What it means to be black in America? 2 different families with the same message

CLEVELAND, Ohio (WOIO) - Two sets of parents. The same conversation.

The chilling cellphone video of George Floyd rocked the world. His death while in police custody sparked outrage, protests, and a cry for change.

For Scott and Audrey Embacher conversations about race and racism are ongoing.

The couple’s raising two adopted sons from Ethiopia.

I sat down with the family at the Ethiopian Cultural Garden in Cleveland.

It’s a place they helped bring to life as a way to embrace and honor their children’s culture.

They said as white parents raising black boys the reality of racism can’t be ignored and that it’s always been their responsibility to educate themselves and their children.

“We don’t have the same experiences that we know they’re going to have,” said Audrey Embacher.

“He’s a black teenager and the stereotypes that accompany that could be jeopardizing his safety,” said Scott Embacher. “That’s something I have to think about. That’s something I fear every time when he goes out knowing that the world may see him differently than I do.”

They said part of protecting their kids is to have the conversation of what it means to be black in America.

“If you see a police officer make sure you cooperate with him and be as friendly as you can,” said Fosika Embacher.

“They tell us to be careful cause there’s a lot of bad people out there in the world,” said Tariku Embacher.

Pastor Christine A. Smith and her husband Aristide said they rely on their faith to help guide them in conversations about racism with their family.

“God always has more beauty and more love and more power than evil,” said Pastor Smith.

Some of that evil includes battling against stereotypes.

“This impression that they’re aggressive, They’re overly sexed. That they’re going to steal something. So we have taught our boys in particular to be careful.”

The couple said they try to keep those conversations balanced because they don’t want their kids to live in fear, but, reality can be scary.

“When I see the police I get a little nervous, but I just keep on walking,” said Aris Smith. They don’t do anything.”

I asked, “Why do you get nervous?”

”Because I don’t know. I don’t want to get hurt.”

“I don’t think unless you are Black you can really understand what that feels like. What that heaviness feels like,” said Caleb Smith.

Child Clinical Psychologist Dr. Marsheena Murray said those feelings can be overwhelming.

“It’s one thing to see a person oppressed,” said Dr. Murray. “It’s another thing to see a person who looks just like you experience these things and it’s really traumatic for black youth and their parents.”

Dr. Murray said it’s critical to listen and talk about those vulnerable feelings.

She said racist ideology can create deep emotional wounds.

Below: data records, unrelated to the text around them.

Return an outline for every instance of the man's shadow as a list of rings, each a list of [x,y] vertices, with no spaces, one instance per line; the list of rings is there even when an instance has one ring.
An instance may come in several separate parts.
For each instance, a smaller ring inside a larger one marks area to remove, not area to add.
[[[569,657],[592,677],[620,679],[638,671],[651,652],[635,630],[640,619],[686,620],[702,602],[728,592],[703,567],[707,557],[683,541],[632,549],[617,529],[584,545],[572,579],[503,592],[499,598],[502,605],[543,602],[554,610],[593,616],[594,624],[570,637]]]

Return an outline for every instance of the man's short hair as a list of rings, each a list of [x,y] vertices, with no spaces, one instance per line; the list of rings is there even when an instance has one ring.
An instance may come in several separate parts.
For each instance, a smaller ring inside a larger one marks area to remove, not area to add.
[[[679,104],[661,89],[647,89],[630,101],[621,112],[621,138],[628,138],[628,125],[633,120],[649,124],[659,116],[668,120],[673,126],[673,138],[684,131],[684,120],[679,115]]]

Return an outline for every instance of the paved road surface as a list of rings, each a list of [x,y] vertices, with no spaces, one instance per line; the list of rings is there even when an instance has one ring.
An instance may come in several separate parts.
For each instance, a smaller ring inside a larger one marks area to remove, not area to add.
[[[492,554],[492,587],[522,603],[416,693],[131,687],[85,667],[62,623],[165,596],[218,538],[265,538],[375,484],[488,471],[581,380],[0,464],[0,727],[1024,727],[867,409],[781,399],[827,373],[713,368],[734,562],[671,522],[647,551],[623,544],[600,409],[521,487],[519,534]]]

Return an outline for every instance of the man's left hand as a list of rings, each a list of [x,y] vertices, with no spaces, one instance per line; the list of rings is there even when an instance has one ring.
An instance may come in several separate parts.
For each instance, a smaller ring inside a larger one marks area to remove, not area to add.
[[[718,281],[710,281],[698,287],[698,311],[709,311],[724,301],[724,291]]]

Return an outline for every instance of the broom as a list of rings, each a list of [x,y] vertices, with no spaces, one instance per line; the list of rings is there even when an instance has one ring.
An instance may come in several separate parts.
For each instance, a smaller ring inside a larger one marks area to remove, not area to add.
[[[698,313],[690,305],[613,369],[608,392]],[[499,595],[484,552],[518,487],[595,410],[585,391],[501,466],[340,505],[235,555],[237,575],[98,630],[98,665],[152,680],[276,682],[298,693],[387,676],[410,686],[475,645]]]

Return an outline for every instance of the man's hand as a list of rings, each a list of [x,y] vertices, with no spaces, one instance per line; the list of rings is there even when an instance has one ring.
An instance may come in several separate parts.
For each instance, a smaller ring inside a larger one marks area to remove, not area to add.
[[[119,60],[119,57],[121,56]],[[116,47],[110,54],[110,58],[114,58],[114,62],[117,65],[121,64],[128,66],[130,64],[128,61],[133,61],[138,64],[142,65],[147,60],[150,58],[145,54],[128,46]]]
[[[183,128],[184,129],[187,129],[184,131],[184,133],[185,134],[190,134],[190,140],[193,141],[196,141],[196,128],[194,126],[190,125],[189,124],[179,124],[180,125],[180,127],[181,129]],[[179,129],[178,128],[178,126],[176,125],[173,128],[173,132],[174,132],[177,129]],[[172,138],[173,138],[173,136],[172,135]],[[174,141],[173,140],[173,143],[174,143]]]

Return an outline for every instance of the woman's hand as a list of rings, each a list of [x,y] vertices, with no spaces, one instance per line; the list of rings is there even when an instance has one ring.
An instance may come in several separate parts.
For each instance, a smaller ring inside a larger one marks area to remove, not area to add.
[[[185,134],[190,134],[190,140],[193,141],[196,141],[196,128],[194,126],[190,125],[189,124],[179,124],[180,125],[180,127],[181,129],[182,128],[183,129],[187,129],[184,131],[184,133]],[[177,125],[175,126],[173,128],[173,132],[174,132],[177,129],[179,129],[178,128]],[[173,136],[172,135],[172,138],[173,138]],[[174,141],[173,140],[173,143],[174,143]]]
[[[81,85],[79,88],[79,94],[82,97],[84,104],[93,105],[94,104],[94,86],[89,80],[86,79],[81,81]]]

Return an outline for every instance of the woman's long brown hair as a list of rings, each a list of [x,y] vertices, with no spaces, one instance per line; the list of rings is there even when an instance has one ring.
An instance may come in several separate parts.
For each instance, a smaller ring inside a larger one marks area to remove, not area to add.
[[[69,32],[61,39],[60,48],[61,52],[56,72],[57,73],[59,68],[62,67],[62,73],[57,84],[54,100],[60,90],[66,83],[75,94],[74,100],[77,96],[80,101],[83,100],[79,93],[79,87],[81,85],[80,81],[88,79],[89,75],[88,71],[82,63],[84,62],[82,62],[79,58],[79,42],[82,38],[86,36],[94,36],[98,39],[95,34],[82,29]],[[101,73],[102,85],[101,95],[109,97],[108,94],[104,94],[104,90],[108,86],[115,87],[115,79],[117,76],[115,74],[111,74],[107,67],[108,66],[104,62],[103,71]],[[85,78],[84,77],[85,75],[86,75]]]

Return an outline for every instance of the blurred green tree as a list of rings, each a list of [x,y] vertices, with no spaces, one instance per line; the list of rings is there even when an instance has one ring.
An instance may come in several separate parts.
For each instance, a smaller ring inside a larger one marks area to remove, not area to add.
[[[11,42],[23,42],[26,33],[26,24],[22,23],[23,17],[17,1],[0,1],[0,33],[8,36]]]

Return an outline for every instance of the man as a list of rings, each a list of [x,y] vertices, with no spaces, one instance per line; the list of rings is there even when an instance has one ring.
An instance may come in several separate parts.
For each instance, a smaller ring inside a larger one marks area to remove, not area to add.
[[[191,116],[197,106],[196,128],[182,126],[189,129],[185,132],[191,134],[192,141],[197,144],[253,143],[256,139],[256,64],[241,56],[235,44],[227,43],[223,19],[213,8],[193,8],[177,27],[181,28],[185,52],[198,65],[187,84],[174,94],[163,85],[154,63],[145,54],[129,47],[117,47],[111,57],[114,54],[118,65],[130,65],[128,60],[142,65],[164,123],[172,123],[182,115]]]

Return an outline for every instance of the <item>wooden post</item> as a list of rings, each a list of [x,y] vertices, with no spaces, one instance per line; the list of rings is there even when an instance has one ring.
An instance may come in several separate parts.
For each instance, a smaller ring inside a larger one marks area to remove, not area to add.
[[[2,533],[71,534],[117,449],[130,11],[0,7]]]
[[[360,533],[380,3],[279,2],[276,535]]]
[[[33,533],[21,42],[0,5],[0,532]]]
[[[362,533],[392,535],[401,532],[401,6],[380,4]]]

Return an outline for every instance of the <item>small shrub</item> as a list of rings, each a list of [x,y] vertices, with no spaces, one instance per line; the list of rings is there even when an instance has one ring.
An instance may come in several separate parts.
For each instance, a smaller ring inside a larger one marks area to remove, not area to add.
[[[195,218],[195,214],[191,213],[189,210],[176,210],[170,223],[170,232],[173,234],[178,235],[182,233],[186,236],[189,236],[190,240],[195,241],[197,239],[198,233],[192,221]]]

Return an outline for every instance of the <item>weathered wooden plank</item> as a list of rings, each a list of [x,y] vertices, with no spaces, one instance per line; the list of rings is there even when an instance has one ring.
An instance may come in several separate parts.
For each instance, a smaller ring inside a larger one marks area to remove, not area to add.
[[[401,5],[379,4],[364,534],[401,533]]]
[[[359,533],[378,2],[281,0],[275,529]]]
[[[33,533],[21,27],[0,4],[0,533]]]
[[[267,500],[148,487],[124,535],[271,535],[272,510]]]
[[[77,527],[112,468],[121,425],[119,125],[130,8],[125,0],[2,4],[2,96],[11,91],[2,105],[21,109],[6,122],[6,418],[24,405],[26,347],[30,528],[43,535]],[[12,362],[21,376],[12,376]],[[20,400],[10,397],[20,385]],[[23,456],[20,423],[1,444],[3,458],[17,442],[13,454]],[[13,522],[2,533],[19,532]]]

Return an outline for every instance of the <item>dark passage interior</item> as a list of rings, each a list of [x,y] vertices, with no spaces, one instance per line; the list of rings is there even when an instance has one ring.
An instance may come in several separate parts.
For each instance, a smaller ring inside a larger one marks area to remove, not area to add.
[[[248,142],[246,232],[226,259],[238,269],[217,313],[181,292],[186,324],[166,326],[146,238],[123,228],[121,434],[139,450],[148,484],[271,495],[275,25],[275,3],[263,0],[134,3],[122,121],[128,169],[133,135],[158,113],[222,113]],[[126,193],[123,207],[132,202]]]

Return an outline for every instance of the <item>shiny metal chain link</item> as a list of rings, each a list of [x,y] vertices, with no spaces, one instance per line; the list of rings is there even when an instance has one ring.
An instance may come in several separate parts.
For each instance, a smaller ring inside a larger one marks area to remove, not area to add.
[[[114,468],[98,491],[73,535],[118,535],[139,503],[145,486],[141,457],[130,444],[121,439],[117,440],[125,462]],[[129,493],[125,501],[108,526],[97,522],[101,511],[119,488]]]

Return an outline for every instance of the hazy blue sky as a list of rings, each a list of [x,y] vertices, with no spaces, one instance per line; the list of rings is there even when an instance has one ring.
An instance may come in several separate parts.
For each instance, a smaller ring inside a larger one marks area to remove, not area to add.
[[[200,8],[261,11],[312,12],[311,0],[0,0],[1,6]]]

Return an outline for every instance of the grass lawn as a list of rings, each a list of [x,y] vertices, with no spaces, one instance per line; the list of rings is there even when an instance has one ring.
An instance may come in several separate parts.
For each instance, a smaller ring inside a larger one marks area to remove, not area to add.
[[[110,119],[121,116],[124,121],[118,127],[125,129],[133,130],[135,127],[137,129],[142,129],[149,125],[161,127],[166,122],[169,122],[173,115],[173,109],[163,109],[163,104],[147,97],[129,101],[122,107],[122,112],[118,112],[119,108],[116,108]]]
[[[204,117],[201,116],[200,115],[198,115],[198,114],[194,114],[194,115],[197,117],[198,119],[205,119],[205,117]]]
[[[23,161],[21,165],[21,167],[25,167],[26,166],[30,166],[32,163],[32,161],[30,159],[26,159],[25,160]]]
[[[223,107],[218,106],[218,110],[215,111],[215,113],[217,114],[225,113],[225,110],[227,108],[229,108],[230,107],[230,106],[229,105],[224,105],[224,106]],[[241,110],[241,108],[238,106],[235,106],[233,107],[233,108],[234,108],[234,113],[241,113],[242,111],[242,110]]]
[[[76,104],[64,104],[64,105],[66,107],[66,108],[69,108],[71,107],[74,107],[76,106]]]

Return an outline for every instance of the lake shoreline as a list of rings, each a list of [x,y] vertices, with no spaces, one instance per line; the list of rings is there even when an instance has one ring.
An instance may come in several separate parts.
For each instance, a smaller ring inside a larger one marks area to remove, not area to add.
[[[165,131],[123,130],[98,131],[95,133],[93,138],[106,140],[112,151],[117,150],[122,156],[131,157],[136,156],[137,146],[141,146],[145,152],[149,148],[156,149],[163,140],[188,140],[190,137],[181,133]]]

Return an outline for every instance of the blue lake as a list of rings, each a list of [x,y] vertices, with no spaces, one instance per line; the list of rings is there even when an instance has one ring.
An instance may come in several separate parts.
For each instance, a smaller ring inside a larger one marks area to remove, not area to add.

“Talk to people who might not be where you are on the stage of readiness to be open to help shift people further along,” said Dr. Murray.

We spoke to two different families with the same message -- their hope to erase racism.

“Don’t paint with a broad brush.”

“We should already be accepted in the world.”

“Care a little more.”

There’s a gap right now between what the world should be and what the world is, said Pastor Smith.